Er zählt zu den erfahrensten Politstrategen der Republikaner in Washington: Kenneth Feltman arbeitete mit allen republikanischen Präsidenten seit Ronald Reagan zusammen, zuletzt beriet er Nicolas Sarkozy in Frankreich. Im  Interview mit DiePresse.com verrät der Ex-Präsident der „American League of Lobbyists“ und der Vereinigung der internationalen Politberater wie er die Zusammenarbeit mit „Sarkozy“ empfunden hat, warum er noch immer auf Mitt Romney setzt und ihn ein Volksaufstand in Russland nicht überraschen würde.
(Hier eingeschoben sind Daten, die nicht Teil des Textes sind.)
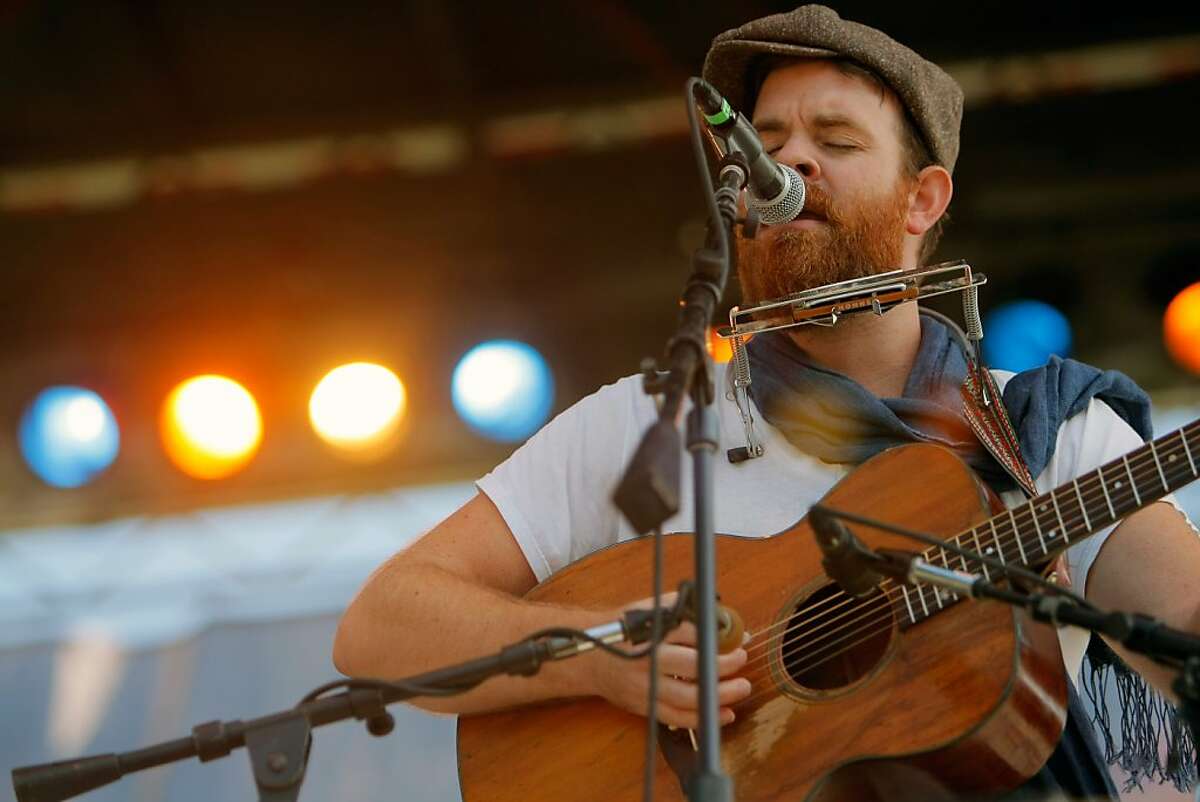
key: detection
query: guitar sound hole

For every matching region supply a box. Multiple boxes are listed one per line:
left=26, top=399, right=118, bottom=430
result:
left=781, top=583, right=895, bottom=690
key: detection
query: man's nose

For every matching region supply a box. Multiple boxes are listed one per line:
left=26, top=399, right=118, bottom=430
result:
left=775, top=138, right=821, bottom=181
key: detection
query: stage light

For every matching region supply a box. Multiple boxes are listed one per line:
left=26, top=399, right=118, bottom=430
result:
left=161, top=375, right=263, bottom=479
left=983, top=300, right=1072, bottom=372
left=308, top=363, right=406, bottom=456
left=18, top=387, right=120, bottom=487
left=1163, top=282, right=1200, bottom=373
left=451, top=340, right=554, bottom=443
left=704, top=327, right=733, bottom=365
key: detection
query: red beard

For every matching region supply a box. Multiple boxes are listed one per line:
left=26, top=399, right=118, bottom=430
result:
left=738, top=180, right=910, bottom=303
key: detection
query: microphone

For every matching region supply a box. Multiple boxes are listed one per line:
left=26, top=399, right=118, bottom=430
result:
left=809, top=505, right=887, bottom=597
left=694, top=80, right=805, bottom=226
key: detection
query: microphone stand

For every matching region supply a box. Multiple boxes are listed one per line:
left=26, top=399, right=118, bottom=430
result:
left=12, top=597, right=691, bottom=802
left=809, top=504, right=1200, bottom=787
left=613, top=130, right=748, bottom=802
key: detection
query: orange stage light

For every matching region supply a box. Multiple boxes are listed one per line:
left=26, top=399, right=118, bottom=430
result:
left=160, top=375, right=263, bottom=479
left=1163, top=282, right=1200, bottom=373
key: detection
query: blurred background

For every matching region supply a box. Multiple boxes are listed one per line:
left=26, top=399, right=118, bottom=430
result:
left=0, top=0, right=1200, bottom=802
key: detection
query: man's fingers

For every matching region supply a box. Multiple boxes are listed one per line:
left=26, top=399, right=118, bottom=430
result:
left=658, top=677, right=751, bottom=711
left=659, top=644, right=748, bottom=680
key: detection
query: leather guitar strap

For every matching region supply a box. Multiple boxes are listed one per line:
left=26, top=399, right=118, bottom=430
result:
left=962, top=360, right=1038, bottom=498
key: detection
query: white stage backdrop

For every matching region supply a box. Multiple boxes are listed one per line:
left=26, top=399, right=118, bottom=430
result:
left=0, top=407, right=1200, bottom=802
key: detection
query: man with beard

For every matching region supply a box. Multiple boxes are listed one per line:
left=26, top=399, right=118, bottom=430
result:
left=334, top=6, right=1200, bottom=795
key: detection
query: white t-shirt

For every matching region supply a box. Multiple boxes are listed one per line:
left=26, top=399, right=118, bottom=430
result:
left=478, top=365, right=1177, bottom=677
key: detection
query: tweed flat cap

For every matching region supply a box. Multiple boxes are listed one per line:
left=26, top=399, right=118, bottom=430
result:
left=703, top=5, right=962, bottom=172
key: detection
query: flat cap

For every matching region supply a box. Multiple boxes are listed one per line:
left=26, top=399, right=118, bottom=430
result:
left=703, top=5, right=962, bottom=173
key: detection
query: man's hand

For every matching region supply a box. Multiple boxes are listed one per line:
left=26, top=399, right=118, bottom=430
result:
left=583, top=593, right=750, bottom=730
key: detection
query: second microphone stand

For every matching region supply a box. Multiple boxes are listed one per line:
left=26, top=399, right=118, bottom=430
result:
left=613, top=152, right=748, bottom=802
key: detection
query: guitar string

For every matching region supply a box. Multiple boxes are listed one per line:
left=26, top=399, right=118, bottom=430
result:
left=729, top=438, right=1190, bottom=667
left=724, top=456, right=1195, bottom=704
left=729, top=444, right=1190, bottom=669
left=724, top=441, right=1195, bottom=686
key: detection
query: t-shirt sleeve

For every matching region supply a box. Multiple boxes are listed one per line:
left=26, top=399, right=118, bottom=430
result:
left=1037, top=399, right=1195, bottom=592
left=475, top=377, right=653, bottom=581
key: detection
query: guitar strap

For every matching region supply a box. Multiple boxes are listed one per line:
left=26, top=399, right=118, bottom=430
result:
left=961, top=359, right=1038, bottom=498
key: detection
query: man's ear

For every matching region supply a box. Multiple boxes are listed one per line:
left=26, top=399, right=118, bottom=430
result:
left=905, top=164, right=954, bottom=237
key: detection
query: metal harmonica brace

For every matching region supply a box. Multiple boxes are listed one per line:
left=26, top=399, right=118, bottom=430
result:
left=716, top=259, right=988, bottom=462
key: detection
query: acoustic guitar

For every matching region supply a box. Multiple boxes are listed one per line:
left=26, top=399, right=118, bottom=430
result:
left=458, top=421, right=1200, bottom=802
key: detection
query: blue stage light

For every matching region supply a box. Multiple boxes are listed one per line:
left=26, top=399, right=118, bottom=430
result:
left=450, top=340, right=554, bottom=443
left=983, top=300, right=1072, bottom=372
left=18, top=387, right=120, bottom=487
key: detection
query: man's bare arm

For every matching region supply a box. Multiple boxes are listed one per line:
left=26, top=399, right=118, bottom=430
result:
left=334, top=493, right=612, bottom=712
left=1086, top=502, right=1200, bottom=699
left=334, top=493, right=750, bottom=728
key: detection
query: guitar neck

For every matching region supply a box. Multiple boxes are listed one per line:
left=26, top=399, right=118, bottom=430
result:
left=904, top=420, right=1200, bottom=623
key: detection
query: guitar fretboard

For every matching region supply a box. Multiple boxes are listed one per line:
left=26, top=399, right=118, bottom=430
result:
left=887, top=420, right=1200, bottom=626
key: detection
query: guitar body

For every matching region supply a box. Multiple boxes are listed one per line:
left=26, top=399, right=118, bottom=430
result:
left=458, top=444, right=1067, bottom=802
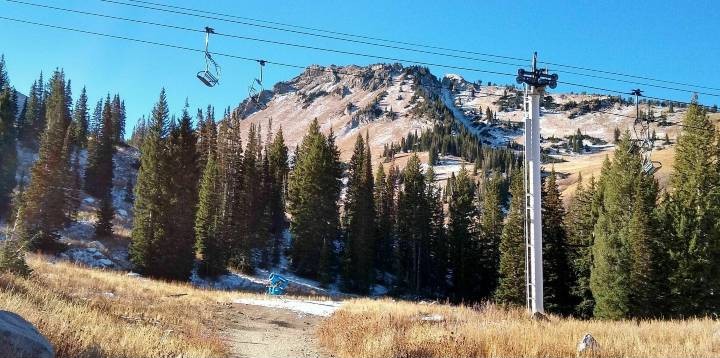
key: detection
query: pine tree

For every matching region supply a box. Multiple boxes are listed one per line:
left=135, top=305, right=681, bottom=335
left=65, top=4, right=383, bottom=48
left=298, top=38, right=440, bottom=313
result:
left=0, top=56, right=17, bottom=218
left=266, top=128, right=290, bottom=265
left=395, top=154, right=447, bottom=295
left=18, top=71, right=70, bottom=252
left=73, top=87, right=90, bottom=148
left=195, top=151, right=228, bottom=277
left=448, top=167, right=480, bottom=301
left=110, top=94, right=125, bottom=144
left=565, top=175, right=597, bottom=318
left=230, top=124, right=267, bottom=273
left=542, top=169, right=574, bottom=315
left=343, top=135, right=376, bottom=294
left=590, top=132, right=663, bottom=319
left=91, top=96, right=115, bottom=237
left=19, top=72, right=48, bottom=148
left=664, top=102, right=720, bottom=315
left=197, top=106, right=217, bottom=170
left=288, top=120, right=341, bottom=283
left=159, top=102, right=199, bottom=280
left=495, top=170, right=527, bottom=306
left=420, top=166, right=450, bottom=297
left=129, top=89, right=173, bottom=278
left=84, top=95, right=105, bottom=197
left=215, top=115, right=246, bottom=280
left=478, top=172, right=503, bottom=299
left=375, top=163, right=399, bottom=272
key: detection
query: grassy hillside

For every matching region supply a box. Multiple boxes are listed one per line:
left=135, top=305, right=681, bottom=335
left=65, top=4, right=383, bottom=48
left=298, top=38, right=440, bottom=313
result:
left=0, top=256, right=243, bottom=358
left=318, top=300, right=720, bottom=358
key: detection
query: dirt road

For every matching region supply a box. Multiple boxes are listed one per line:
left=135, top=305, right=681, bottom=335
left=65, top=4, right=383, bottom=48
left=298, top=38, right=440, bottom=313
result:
left=219, top=304, right=331, bottom=358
DiePresse.com: Sie haben 1988 einen „conflict index“ entwickelt, den Studenten 2010 nutzten, um den Fall des Mubarak-Regimes vorherzusagen. Das ist ziemlich beeindruckend, denn Ägypten hatte damals kaum ein Experte auf der Liste. Also verraten Sie uns doch, welches Land als nächstes dran ist.

Kenneth Feltman: Syrien, ohne Zweifel. Aber auch der Iran ist immer bereit für Veränderung. Die Iraner sind aber sehr aufgeweckt und weitsichtig. Sie wissen nicht, ob ein Aufstand die Sache besser oder schlechter machen würde, deshalb sind Aktionen wie in anderen muslimischen Ländern derzeit nicht sehr wahrscheinlich. Es gibt auch eine wachsende Unzufriedenheit in Russland, die deutlich weiter verbreitet ist, als wir im Westen das realisieren. Das ist vermutlich auch der Grund, warum Putins Regierung so hart durchgreift. Sie bemerkt langsam, dass sie ein größeres Problem hat als jemals zuvor unter Putin.

Sie rechnen mit einem Volksaufstand in Russland?

Nein, das sage ich nicht. Aber es ist wahrscheinlich, dass wir in Russland mehr und mehr Konflikte sehen werden, die zu einem Volksaufstand führen könnten. Wenn Putin nicht auf seine engsten Vertrauten aufpasst, könnten sie sich gegen ihn verbünden, um ihre eigenen Jobs zu retten.

Sie haben auch den Iran erwähnt. Glauben Sie, dass ein möglicher US-Präsident Mitt Romney gegen den Iran in den Krieg ziehen würde?

Nein, es hat keine Vorteile für die USA gegen irgendein Land der Welt in den Krieg zu ziehen, solange wir nicht angegriffen werden.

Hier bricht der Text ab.